Spies of Warsaw (BBC Four) was probably meant for BBC1, but then someone at the BBC sat down and watched it.
As we know, it's not currently very fashionable for BBC executives to take an interest in BBC programmes, but on this occasion it's just as well one of them looked at it before making the mistake of showing it to a larger audience.
Adapted by the usually brilliant Dick Clement and Ian la Frenais from a novel by Alan Furst, the first episode was actually only about ninety minutes long. It felt, however, like it was on the air for about 12 weeks.
Even in the first ten minutes one could have timed the action by calendar. Sorry, did I use the word, "action"? Slip of the pen. At one point, near the end of the episode, I found myself asking the question, "Is this still on?"
It's difficult to say what happened, the plot being revealed at such a painfully leisurely pace.
The gist of it appeared to be that David Tennant a French spy in bright red pantaloons with stripes down the side fell very slowly in love with Janet Montgomery, the mistress of a dull, whiskered Russian exile.
Then we were very slowly introduced to a mysterious Countess, who very slowly turned out not to be a Countess, and was then very slowly strangled by some Nazis.
Oh, there was a brasserie with a bullet-hole in the mirror above table 14. I think this might have been significant in some way. Or maybe it wasn't.

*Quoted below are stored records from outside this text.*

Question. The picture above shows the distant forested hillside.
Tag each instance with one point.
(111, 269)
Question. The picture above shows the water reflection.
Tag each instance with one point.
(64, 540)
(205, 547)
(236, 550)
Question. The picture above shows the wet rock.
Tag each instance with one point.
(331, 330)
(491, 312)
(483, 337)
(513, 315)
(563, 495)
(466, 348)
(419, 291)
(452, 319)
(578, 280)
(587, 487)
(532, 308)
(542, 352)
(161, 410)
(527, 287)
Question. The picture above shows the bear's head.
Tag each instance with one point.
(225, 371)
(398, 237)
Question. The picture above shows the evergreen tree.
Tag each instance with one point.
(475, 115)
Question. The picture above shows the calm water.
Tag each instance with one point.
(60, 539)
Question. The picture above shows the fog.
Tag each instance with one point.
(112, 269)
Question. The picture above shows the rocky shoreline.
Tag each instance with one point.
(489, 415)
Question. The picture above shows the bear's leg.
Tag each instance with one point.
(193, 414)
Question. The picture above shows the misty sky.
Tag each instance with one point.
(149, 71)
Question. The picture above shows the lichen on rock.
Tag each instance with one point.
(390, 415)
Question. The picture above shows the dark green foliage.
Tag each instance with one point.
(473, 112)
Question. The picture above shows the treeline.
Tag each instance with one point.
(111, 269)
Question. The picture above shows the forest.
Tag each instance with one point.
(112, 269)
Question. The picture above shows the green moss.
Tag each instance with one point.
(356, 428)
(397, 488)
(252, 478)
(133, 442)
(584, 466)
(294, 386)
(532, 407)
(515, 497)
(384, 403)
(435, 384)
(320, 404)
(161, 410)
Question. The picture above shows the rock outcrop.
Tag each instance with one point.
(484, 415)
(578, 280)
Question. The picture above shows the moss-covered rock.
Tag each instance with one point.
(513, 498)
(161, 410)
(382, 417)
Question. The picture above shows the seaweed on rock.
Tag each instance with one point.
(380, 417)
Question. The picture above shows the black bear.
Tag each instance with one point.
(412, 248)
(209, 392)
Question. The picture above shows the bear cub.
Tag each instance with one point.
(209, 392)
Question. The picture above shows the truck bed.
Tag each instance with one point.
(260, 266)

There was certainly great attention to period detail, which helped to slow down the action even more. Then there was the usual confusion when it came to who should speak with which accent. The Nazis spoke in German with subtitles in English. The Polish spoke English with Polish accents. The French spoke English with 'Allo 'Allo accents. Everyone spoke very, very, slowly indeed.
Tennant was wasted as the enigmatic, complex and conflicted Mercier. He doesn't really do enigmatic and complex, does he? He does quirky and eccentric. About twenty minutes in, he had a stab at being deep and conflicted, but all we really wanted was to see him whip out his sonic screwdriver and pull one of his funny faces.
Did I mention that it was quite slow? I still have episode two of Spies of Warsaw on my TIVO. I think it's going to be there for a very, very long time.